Break The Routine With A Num Pang Bang

Alexandra Strimbu, age 17

Not many people like out-of-the-ordinary, especially New Yorkers. We get our bagel at the same bodega every day, shop in the same borough every week, hang out at the same park every weekend. We don’t like to go out of our way much because we’re busy trying to get somewhere else — but when we stumble across something amazing, we drop the routine and savor the spontaneity of the experience.

On Friday nights, I typically head to a Chipotle to finish off the week with a burrito bowl. So when I turned on 12th Street, I did not expect to find Num Pang Sandwich Shop right next to the place that awaited me. It was tiny, but it caught my eye because of the bright graffiti and the little line that definitely made me rethink mainstream “Mexican” food.
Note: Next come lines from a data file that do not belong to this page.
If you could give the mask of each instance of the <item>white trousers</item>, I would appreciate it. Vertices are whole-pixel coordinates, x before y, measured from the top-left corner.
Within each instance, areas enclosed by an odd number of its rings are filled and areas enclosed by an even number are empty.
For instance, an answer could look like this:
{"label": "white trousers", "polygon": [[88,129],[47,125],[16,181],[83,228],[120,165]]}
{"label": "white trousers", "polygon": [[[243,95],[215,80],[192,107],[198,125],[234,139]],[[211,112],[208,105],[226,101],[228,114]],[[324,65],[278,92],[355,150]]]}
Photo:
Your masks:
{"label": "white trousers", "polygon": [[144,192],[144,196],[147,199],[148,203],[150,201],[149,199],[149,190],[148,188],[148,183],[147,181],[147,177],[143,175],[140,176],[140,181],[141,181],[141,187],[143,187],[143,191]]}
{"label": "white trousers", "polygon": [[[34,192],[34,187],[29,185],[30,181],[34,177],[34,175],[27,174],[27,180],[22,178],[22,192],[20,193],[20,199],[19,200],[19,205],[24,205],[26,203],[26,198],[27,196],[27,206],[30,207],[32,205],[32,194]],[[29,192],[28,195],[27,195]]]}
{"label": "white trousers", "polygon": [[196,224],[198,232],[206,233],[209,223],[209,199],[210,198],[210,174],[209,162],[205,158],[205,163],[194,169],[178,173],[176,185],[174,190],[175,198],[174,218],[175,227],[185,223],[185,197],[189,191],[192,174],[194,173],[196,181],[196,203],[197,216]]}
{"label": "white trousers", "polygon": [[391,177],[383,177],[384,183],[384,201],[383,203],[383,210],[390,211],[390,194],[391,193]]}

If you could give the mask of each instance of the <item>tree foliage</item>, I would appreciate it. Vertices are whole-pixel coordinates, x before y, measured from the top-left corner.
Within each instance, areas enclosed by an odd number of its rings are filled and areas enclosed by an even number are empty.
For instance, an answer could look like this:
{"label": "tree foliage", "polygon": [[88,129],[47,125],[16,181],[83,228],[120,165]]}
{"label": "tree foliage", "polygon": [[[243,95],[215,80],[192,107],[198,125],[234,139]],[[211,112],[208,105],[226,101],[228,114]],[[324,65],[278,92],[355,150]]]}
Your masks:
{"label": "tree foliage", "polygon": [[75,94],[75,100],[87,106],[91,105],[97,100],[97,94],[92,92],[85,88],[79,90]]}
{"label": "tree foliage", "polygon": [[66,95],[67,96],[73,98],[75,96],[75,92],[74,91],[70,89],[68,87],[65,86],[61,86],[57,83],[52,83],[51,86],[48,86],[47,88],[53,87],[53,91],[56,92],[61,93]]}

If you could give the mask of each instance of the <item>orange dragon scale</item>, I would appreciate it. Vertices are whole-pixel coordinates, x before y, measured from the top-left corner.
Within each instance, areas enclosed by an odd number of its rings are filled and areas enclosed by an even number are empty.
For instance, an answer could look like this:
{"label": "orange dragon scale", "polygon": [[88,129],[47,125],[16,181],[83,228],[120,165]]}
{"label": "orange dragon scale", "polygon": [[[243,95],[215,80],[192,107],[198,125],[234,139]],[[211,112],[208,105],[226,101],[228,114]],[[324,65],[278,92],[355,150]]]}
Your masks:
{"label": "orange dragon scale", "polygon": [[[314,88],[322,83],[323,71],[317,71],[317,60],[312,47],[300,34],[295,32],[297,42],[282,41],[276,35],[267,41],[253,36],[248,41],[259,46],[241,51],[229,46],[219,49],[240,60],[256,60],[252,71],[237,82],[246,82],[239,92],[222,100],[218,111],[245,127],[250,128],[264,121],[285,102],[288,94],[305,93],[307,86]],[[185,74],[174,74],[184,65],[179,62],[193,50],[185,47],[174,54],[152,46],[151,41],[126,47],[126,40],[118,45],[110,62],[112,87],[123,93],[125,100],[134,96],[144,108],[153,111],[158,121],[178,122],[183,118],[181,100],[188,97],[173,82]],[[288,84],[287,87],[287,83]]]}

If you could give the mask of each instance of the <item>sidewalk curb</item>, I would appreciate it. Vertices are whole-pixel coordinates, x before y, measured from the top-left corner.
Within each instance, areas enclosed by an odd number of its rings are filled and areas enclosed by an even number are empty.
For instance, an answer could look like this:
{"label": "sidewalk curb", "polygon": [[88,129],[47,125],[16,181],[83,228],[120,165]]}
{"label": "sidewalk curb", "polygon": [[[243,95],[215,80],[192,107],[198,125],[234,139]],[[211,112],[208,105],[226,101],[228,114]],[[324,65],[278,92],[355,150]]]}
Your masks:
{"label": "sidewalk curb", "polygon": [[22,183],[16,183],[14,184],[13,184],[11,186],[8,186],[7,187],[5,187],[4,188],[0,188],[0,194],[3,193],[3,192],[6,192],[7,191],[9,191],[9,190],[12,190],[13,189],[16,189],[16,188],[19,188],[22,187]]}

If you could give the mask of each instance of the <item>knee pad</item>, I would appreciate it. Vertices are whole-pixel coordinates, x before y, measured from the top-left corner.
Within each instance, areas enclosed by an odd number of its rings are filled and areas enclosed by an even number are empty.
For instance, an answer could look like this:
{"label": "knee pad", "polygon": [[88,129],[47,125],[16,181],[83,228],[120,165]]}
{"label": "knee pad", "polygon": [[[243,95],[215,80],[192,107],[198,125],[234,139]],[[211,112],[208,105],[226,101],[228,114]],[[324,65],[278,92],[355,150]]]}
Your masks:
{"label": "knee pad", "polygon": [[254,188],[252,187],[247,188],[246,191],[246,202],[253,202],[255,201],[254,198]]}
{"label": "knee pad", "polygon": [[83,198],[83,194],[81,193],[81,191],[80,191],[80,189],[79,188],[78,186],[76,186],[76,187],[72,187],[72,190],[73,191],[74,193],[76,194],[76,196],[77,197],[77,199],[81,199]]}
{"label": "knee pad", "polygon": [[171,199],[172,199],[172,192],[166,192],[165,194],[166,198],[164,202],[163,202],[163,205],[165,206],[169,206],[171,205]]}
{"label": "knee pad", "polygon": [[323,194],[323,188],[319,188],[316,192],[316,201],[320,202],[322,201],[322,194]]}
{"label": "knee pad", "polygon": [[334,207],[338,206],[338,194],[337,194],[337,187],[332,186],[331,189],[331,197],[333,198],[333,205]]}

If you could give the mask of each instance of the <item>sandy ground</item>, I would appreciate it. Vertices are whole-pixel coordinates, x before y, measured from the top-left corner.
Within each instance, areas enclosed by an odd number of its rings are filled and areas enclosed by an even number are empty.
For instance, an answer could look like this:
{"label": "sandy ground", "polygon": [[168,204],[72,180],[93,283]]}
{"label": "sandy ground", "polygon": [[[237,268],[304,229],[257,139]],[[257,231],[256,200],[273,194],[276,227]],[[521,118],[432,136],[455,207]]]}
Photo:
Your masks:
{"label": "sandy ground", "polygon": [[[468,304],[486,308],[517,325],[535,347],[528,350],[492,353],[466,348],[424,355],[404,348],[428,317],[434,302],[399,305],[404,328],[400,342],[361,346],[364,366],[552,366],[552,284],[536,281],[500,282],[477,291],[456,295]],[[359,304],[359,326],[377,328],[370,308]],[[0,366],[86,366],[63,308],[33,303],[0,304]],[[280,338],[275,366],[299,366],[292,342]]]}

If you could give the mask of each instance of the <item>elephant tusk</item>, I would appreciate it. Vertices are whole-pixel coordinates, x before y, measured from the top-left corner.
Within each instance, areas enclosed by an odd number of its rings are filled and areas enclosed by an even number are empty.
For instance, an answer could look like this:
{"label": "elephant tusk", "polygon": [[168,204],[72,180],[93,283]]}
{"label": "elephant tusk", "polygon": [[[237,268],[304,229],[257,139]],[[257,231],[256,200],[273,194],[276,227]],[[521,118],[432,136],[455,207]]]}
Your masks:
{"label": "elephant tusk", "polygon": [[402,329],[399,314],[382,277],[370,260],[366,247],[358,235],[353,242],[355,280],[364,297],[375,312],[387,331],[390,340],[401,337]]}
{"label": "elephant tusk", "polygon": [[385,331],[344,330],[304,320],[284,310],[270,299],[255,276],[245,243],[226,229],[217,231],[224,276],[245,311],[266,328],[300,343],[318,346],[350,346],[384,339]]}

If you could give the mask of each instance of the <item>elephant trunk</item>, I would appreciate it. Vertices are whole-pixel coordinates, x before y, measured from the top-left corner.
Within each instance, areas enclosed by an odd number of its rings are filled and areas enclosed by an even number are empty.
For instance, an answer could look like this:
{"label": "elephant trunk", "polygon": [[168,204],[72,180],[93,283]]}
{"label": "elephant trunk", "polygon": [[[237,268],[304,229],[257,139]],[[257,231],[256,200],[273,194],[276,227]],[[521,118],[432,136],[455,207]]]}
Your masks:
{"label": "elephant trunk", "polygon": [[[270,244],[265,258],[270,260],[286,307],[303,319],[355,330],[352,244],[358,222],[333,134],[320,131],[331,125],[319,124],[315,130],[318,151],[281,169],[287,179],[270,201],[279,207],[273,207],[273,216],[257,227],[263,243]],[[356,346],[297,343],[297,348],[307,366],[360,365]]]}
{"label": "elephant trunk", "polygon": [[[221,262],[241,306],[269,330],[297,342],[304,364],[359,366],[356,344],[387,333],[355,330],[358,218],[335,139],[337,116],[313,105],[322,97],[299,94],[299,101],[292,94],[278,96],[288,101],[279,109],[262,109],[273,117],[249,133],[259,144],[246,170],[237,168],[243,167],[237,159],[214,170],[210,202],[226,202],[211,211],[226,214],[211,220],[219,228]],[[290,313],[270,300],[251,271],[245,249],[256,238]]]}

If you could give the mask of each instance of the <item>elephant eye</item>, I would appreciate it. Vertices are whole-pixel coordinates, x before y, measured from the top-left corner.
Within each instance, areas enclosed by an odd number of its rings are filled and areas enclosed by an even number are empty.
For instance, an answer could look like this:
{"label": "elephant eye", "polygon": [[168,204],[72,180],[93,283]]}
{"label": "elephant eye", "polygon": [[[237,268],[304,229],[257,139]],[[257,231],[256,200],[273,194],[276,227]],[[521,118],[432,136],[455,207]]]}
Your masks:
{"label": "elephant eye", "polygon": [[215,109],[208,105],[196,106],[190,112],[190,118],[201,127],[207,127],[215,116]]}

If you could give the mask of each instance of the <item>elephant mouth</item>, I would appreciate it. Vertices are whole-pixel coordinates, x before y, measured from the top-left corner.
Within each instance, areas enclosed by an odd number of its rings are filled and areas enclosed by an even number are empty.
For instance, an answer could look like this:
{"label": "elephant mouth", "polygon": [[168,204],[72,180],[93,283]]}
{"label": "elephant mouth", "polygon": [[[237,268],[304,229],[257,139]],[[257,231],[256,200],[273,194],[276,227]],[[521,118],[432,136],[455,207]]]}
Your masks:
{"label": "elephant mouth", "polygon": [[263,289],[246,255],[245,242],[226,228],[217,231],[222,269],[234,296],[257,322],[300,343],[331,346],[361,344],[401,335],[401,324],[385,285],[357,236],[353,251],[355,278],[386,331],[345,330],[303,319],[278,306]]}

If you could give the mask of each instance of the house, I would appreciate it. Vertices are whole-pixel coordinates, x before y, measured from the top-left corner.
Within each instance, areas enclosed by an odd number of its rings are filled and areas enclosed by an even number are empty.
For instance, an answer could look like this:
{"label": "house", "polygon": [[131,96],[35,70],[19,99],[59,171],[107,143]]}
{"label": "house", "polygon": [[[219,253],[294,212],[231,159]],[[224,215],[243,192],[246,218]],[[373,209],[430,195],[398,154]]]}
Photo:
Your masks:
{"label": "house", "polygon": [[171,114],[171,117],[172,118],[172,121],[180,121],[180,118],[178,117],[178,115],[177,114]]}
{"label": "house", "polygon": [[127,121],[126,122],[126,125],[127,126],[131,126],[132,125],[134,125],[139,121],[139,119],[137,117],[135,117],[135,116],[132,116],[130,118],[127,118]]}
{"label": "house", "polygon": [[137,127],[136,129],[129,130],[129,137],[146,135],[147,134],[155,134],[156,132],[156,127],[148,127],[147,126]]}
But calling it a small sandwich shop was an understatement. Upon entering, I realized the place was a miniature flavor factory with warm, ethnic scents dancing in the air with the music that played under the soft lighting.

The sandwich menu went beyond a New York BLT — Hoisin Meatballs, Coconut Tiger Shrimp, and Ginger Barbecue Brisket were only some of the mouthwatering items listed above me. There was also a section on the menu that listed rice bowls, and since that was my original mission, I ordered one with roasted chicken. The colorful juices displayed before me also prompted me to buy their Sweet Mango juice.

The bowl was larger than I expected, and was filled with colorful vegetables, chili yogurt and chive lime vinaigrette that sat upon the chicken and jasmine rice. The flavor factory truly worked its magic into every single bite. The chicken was lightly seasoned and didn’t take away from the vegetables or dressings, which were perfectly balanced by the warm jasmine rice. The mango juice added just the right touch to the food, providing an oasis of sweetness when I took a break from the artistic blend of spices on my fork. If Chipotle and halal food had a baby, that food baby wouldn’t compare to that Cambodian rice bowl I had not intended to buy that Friday night. I could juice my own mangoes at home, but my product would taste nowhere as refreshing as that Sweet Mango juice did.

New Yorkers have been globally labeled busybodies thriving on the same old, same old. But Num Pang is not the same old ethnic food. Sometimes, having a spontaneous change of mind can really open your comfort zone in ways you’ve never tasted. Num Pang’s ambience and cuisine is both spontaneous and inviting — two ingredients for any dish that’s worth remembering.